Understanding Activation Functions | Data Science for the Rest of Us
Can I be honest for a second? Neural Networks (NNs) are scary. There — I said it. Don’t get me wrong, I’ve been researching NNs from the beginning of my freshman year at business school. But just because I’ve stared at pages and pages of Data Science jargon doesn’t mean I always understand it. So let’s learn together.
Neural Network Basics
Before we dive in, we should probably get an idea of where activation functions fit into the rat’s nest — uh… neural network. At their most basic, NNs are just giant math equations. You’ve probably seen a diagram of a basic network before, but here’s another one just in case.
Those yellow circles are called the ‘input layer.’ It’s just another way of talking about the data you feed your network, hence ‘input.’ The green circles are the ‘hidden layer.’ They’re where the magic happens (and also where most of the activation functions will show up). The orange circle is the ‘output layer,’ in this case, just one node. In these sorts of networks, the output node is usually responsible for spitting out a probability (a decimal between 0 and 1).
To sum it all up, you feed a neural network data, the network chews on that data and transforms it, and then spits out a nice, simple output for you. Obviously, that’s quite the simplification, but it should work for our purposes.
Intuition of Activation Functions
So where do the activation functions come in? Well, activation functions are one of the core components of each of those circles (which the people who like precise terminology will call artificial neurons). But not all neurons are the same. Input neurons, for example, don’t have activation functions — their only job is to remember one itty-bitty data point and spit it out whenever it’s asked (not unlike a kid in a kindergarten play).
The green and orange circles (neurons), though? Those guys got the harder jobs. While the input neurons are sitting around lazily spouting the one number they’re there to remember, the hidden layer and output layer are working hard crunching numbers. See, in a basic NN, those layers are getting fed a bunch of data, and its their job to figure out what to do with it all, in time to deliver it to the next guy down the line, sort of like a poor accounting intern sitting in a cubicle somewhere.

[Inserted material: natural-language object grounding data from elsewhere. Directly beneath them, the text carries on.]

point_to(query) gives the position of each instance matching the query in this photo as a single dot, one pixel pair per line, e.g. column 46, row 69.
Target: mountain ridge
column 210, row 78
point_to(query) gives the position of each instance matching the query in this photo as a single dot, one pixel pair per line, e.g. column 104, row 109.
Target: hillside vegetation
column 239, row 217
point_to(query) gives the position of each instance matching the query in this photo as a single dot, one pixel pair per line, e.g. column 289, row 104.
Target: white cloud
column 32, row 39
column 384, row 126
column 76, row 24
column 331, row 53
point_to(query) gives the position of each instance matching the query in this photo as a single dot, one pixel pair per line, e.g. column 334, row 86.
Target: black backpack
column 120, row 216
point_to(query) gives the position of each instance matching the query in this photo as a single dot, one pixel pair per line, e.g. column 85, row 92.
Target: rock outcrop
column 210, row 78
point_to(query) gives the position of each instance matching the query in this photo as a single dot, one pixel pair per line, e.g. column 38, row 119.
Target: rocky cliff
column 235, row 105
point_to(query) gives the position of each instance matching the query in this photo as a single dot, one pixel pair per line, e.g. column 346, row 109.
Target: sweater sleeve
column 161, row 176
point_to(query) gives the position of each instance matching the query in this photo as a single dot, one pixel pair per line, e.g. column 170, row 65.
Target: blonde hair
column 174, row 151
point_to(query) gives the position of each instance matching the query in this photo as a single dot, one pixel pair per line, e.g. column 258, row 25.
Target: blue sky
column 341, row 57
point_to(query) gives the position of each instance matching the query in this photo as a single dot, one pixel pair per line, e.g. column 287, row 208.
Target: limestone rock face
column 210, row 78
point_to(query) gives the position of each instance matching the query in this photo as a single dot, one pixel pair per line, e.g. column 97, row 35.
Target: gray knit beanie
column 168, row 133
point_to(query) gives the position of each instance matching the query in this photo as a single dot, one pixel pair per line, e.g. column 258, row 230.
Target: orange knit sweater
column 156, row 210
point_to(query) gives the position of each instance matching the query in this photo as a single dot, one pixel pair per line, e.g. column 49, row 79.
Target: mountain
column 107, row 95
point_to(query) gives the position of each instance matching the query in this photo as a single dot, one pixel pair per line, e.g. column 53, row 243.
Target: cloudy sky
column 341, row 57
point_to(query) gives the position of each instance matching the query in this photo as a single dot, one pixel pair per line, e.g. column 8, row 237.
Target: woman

So how do these sad neurons decide what to do with all this data? Well, that’s where the activation function comes in (finally…). The activation function tells each neuron how to transform the data it’s been fed before giving it to the next neuron in line. This allows them to make models that are more complex than just a straight line (which you would get in something like linear regression). Activation functions are what make neural networks special — well, not the only thing, but one of the big ones.
What those functions do can have a big impact on how your neural network performs and what tasks it’s suited to complete for you. For the sake of our learning, let’s take Michael Nielsen’s example problem from his free book, Neural Networks and Deep Learning. He simplifies the idea of a neural network into a machine that helps you make a decision, in his case whether you should go to a cheese festival this weekend. We’ll do something a little less… odd — let’s say you want a neural network that helps you decide if you should go catch a new movie that’s coming out.
Author’s Note: The following section’s example very closely resembles Michael Nielson’s. The intention behind this is to use his stellar explanation, but simplify it, reducing much of the mathematical notation while maintaining the intuition. I’m not trying to steal his work by any means, so I’d encourage you to check out his explanation here if you want a more thorough, mathematical approach.
Perceptrons and Step Functions
In order to help the neural network model your decision-making, you might decide on a few factors (or variables) that will impact your decision. Let’s say you identify these as your top 3 factors that go through your head when deciding if you’ll see a movie:
- Is the movie a Marvel movie?
- Is the movie showing at your favorite theater?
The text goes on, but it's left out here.